To begin practicing the discipline of submission in the Spirit of Christ, that is to begin the cross life he has ordained for you, requires the first step of submitting to God. You must return to the Cross daily, whispering a prayer that yields body, mind, and soul to God’s purposes before your own. Thomas a’ Kempis left us a morning prayer to be utilized upon awakening; “As thou wilt; what thou wilt; when thou wilt.” This consistent first act of submission builds the strength in our knees to submit to others in a similar fashion. A similar prayer before the long darkness of night reminds the soul in subconsciousness to focus on subordination rather than swimming in dreams of dominance.
Remember that we practice the spiritual disciplines as a means to an end. In themselves they are nothing but soul strengthening exercises. In the case of submission, we seek a new orientation to world that will hopefully be emulated by those that surround us. Our guide in these exercises are the Scriptures. We submit to them. We submit to hearing the Word, to receiving the Word and obeying it. In this way our submission does not become a way to draw attention to ourselves. It becomes a demonstration of the truths of the Bible to a world desperately in need of such truths.
Let’s bend a knee together this morning as the sun lights the sky…
Last night as our family gathered to study the word we looked at one of my favorite passages of encouragement, Philippians 3. There are many verses that are especially meaningful in this passage but the two that really caught my attention last night were 3:13 – 14:
Brothers, I do not consider myself yet to have taken hold of it. But one thing I do: Forgetting what is behind and straining toward what is ahead, I press on toward the goal to win the prize for which God has called me heavenward in Christ Jesus.

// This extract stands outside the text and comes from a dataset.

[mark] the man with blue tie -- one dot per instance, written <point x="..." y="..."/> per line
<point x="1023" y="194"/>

I am confronted by Paul’s model (and I’m sure I’m not alone) in forgetting what is behind, good or bad. Putting the past behind in return for the newly generated hope in what lies ahead should be an easy thing given the overwhelming greatness of our destination. A newly reborn heart that holds nothing but promise can be stubborn though. I don’t have a problem trading what I thought was really great about my life before Christ renewed me for a different but greater life now. My struggle lies in releasing old injuries, real or supposed, and moving forward.
Why is this such a challenge? Do we hang on to a grudge because we still lack sufficient faith to trust that God works all challenges for good? This might be a partial explanation. Some human notion of fairness pervades our lives and if we interpret an action to have wronged us, our hearts cry out for reprisal in some form. Our souls are turned inside out though and we being forgiven creations are to be forgiving creations. Do we hold on to hurts because it gives us an excuse for our own hurtful behavior? This could also be a remnant of our old being, something to be gotten rid of as we mature. The trouble is the difficulty in doing so.
Perhaps today, as the sun begins to brighten the eastern horizon, I can leave the past behind and commit fully to moving on towards the prize for which God redeemed me. I can only pray.
St. Paul reminds us of our appropriate attitude between ourselves and the world.
Do nothing out of selfish ambition or vain conceit, but in humility consider others better than yourselves. Each of you should look not only to your own interests, but also to the interests of others. (Phil 2:3-4)
Following closely in the shadow of our Lord we see over and over as He attends to others rather than himself, giving us the model for our own life of sacrifice.